To this end, we were arrived at the point where, if we were a little more malicious, we could read Steve Wozniak's mail, peruse his calendar, follow his physical location on Google Maps and embed JavaScript in his MobileMe account for contuined access.
Performing authentication on a massive userbase with whom there is zero offline interaction is hard, especially when it comes down to the degraded authentication required by password reset processes. Considering that web interfaces appear to be the dominant channel by which cloud services are managed (we touch on the implications here), a flawed password reset process can mean that attackers gain access to more that simply your mail.
In August last year, TechCrunch published a way to enumerate usernames on MobileMe. We abused this further to target a specific user on MobileMe in order to reset his password. As the video shows, the process only requires a birthdate (which is generally obtainable either through FaceBook, Wikipedia, Amazon wishlists or the like) and a secret question. Again, with enough digging the answer to the secret question is often guessable. In the video above we show a toy example of the password reset working against a SensePoster.

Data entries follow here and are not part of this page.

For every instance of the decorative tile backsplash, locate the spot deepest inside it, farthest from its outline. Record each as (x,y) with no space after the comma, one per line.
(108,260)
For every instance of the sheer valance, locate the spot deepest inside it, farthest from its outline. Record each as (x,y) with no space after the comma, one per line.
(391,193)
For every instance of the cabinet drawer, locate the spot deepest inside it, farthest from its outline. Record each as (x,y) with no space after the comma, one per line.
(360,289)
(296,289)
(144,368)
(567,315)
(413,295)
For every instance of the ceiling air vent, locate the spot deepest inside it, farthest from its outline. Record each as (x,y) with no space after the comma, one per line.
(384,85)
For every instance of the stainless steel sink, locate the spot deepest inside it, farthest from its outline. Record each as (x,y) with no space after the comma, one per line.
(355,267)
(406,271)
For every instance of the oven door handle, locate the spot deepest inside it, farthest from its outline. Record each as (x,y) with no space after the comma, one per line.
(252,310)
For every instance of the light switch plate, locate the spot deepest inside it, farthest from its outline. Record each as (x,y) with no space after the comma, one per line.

This video demonstrates an XSS vulnerability that we found in the iPhone/MobileMe integration. By inserting JavaScript into the iPhone's name, this was displayed on the "Find My iPhone" page on MobileMe. Some slight trickery was required as the JavaScript was truncated in two points in the page but passed through untouched in three others; by extending the name and embedding the JavaScript past the truncation point we solved this issue.
Apple has since patched this bug.
Finally, we demonstrate the password reset attack against Woz's MobileMe account. We stopped before actually resetting his password, but in his own words he stores mail, calendaring info and other information that is sensitive to him on MobileMe, and the ability to XSS the page would mean that the continued compromise of the account was possible.